DeKeyser is the Red Wings’ third best defenseman after Kronwall and Ericsson, and his potential is significant because he garnered some discussion for the United States Sochi team. He has a strong shot from the point and can accomplish a strong zone entry. He is comfortable with the puck and getting better, and his mistakes are ones that you can live with if you are coach Mike Babcock because the rest of the defense is so rocky.
Rounding out the top six are Kyle Quincey, Jakub Kindl, and Brendan Smith. The four through six on defense for Detroit can move the puck, make the first pass, and provide a good shot from the blue line – but their weaknesses are worrisome. They are susceptible to turnovers, can be bullied off the puck, concede too much time and space, and fail to recognize tactical machinations opponents will use off the faceoff and on the power play. The Red Wings play man-to-man defense in their own zone, and too often enemy forwards are running amok in the Red Wings’ defensive zone.
Puck luck going forward should be about the same. The Red Wings all-situations’ PDO is 99.4, so they have not been unlucky. This is a team that has been plagued by injuries all season long, but their principles of controlling puck possession and pushing the puck to establish territorial advantage still holds true – the Red Wings remain on the good side of the ledger regardless of how you configure their situational settings. And often, a strong Corsi and Fenwick bode well for postseason success.
The Red Wings have very good forwards and impressive organizational depth, but they are still struggling from Nicklas Lidstrom and Brad Stuart’s departures — Lidstrom more obviously but Stuart was a big loss too – and require a much better performance from Jimmy Howard after Sochi. Howard’s save percentage is .913, and if Detroit fancies itself as not just a playoff team but a real Cup contender, Howard will need to be close to the .920 range he has hit the last two regular seasons.
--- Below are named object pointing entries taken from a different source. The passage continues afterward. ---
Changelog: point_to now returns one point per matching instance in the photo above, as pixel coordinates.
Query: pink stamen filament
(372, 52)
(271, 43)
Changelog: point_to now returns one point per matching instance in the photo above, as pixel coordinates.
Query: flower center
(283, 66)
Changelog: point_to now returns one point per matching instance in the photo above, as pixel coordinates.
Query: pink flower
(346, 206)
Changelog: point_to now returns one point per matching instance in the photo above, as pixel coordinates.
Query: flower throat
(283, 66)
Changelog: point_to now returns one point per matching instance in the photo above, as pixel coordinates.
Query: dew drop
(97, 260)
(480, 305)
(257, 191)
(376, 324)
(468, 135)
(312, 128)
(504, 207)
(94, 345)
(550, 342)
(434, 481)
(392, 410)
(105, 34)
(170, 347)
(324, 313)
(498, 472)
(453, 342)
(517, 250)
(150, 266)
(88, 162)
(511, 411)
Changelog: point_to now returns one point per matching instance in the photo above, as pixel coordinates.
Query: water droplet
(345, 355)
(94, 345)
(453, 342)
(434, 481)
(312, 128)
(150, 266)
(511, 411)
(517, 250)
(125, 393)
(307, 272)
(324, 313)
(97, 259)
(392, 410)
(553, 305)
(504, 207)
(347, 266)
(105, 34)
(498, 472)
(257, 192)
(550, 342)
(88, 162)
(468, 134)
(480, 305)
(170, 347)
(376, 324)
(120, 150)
The Red Wings have a lot of grizzled veterans and young players who are mixing together to make it an interesting season. They are tied for the lead among NHL teams sending players to Sochi – Nyquist replacing Franzen keeps it at 10 — so their roster will have some tread on it come playoff time. But the talent at forward is there, and Howard is a very good goaltender. All the Eastern Conference teams are flawed, which once again raises the question: Why not Detroit?